Artist Walton Ford Walks with the Animals in a New Exhibition
Who are some of your other flawed heroes?
I hate the word hero, the way it’s used today, but I like Tolstoy. (laughs) There’s a good one. Or Walt Whitman. They’re not perfect. Virginia Wolf. Some of my heroes are writers more than artists. Maybe I’m just in awe of that kind of particular talent. People like H.C. Westerman.
Tell me about Chay, your tiger in the room.
That just means burn or burning. I’ve painted this subject multiple times, and if you put all the versions of this together, I sort of did a comic strip. I’ve done all the different moments. It’s a Vietnamese folktale about how the tiger got its stripes…from a little popular collection of stories that use the zodiac – The Asian Animal Zodiac by Ruth Q. Sun.
The tiger is tricked by a farmer. The tiger has this beautiful golden coat, without any markings on it, but he sees a little farmer beating his ox and driving him through the fields. He asks the oxen, why do you put up w/this little man beating you? What has he got that you don’t have? The oxen says, He has intelligence. That’s how he controls me. The tiger says, What’s intelligence? The little farmer says, I’ve kept my intelligence at home and I have to go fetch it. But I’m afraid that you’ll eat my oxen while I’m gone, so I’m going to tie you to a tree in the meantime. The tiger lets himself be tied to the tree. The farmer sets fire to the tiger, and says, Now you know what my intelligence is. Meanwhile, the fire burns between the ropes and puts the stripes on the tiger and the tiger bursts free of the ropes. I have him flying through the air in an earlier painting. I have him without stripes in another painting, and now I have him finally leaping into the water to put the flame out.

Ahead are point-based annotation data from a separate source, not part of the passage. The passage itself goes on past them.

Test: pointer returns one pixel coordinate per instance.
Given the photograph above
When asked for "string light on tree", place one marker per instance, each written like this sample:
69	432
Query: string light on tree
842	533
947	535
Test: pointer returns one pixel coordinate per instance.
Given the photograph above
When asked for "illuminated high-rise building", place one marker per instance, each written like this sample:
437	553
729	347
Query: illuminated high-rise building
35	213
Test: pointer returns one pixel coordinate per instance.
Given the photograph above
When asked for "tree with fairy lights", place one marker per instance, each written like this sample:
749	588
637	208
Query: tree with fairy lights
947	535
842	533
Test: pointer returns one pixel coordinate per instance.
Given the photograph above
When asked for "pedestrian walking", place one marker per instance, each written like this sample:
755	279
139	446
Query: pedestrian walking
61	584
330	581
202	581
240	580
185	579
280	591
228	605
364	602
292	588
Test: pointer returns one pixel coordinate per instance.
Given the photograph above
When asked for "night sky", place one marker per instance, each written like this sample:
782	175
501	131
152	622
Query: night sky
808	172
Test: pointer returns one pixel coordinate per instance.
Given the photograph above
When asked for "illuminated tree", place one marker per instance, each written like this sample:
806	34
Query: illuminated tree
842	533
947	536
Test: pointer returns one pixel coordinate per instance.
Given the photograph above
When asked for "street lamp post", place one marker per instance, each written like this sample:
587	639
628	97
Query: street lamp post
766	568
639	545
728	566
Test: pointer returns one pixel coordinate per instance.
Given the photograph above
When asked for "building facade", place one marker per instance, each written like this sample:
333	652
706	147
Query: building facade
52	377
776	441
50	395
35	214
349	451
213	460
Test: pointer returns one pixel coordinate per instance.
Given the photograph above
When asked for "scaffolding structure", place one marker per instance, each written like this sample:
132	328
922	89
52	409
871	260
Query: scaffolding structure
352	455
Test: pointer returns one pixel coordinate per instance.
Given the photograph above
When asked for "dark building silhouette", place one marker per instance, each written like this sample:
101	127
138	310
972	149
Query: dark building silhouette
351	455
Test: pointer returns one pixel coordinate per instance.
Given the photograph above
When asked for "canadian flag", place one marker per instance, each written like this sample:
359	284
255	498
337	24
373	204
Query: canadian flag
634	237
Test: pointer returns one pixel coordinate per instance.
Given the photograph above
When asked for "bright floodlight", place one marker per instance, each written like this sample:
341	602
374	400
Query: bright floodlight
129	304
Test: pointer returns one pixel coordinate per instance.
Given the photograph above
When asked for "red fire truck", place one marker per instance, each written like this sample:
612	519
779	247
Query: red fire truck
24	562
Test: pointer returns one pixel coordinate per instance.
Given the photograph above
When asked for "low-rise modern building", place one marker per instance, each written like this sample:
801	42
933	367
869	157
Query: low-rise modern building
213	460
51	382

And he gets relief. Now he has these stripes. I wrote the dates of the last day of the American involvement in Vietnam on the painting next to the title. It’s like the relief – finally we’re done with at least this phase, getting our stripes. So there’s hidden political meaning in it, but it doesn’t have to be political. I added that, since it’s a Vietnamese folk tale, as a nod to our involvement in helping Vietnam even think of a folktale like that. (laugh)

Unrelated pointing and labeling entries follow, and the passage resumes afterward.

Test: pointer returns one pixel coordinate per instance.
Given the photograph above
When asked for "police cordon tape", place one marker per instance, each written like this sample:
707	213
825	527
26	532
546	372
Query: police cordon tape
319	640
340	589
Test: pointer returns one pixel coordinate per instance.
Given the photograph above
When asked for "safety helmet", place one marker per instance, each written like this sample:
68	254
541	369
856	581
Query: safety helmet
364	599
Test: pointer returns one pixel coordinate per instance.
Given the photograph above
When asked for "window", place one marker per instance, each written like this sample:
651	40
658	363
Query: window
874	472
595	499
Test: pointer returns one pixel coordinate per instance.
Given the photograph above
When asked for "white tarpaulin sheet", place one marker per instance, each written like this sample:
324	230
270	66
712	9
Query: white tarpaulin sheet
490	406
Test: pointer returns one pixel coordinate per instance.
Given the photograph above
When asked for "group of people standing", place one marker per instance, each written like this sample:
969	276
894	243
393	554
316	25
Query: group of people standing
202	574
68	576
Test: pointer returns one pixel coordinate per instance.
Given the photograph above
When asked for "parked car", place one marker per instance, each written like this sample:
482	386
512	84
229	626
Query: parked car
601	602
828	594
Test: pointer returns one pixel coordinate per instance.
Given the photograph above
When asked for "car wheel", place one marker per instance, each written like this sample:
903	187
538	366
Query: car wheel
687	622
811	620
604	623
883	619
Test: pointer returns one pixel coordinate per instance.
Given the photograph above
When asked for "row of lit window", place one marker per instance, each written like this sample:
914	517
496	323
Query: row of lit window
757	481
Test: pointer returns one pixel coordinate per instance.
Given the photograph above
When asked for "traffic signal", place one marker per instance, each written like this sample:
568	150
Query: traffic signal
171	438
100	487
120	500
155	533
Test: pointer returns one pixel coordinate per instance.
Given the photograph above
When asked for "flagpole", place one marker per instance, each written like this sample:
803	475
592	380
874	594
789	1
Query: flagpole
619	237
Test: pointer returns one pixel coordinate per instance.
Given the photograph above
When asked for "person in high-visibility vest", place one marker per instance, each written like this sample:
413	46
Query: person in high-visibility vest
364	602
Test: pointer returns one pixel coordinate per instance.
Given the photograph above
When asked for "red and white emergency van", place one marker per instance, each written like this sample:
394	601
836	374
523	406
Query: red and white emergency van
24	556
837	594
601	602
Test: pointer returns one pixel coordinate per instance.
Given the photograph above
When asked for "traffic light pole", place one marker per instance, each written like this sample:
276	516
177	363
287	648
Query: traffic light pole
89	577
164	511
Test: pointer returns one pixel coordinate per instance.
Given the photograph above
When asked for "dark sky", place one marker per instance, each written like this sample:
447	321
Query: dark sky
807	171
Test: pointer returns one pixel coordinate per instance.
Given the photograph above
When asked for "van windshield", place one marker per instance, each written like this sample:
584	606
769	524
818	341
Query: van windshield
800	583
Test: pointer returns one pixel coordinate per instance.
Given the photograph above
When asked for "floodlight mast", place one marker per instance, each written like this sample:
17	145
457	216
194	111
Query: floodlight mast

What about this cast of characters you’ve made? How do they get along with each other?
They’re all rattling around inside of human culture, and that’s a very uncomfortable place for these animals to be. What all the animals I paint have in common is this involuntary or unchosen relationship with human culture. Most of the animals I paint, they don’t want to have anything to do with people if they can help it. And what I’m interested in is the cultural stories that make for that discomfort. How does a giraffe end up on a ship in the middle of the Atlantic?
Do all the animals in your show get along?
Goodness, I hadn’t thought of that. There doesn’t seem to be much interconnection. But if they could all talk, they’d have stories to tell about people, that’s for sure. They’d be like, “Ain’t it a bitch.” (laugh) They could commiserate, the sort of abusive relationship they have with human beings.
This interview has been lightly edited for clarity. Walton Ford is open at Gagosian (555 West 24th Street) from March 11 through April 23.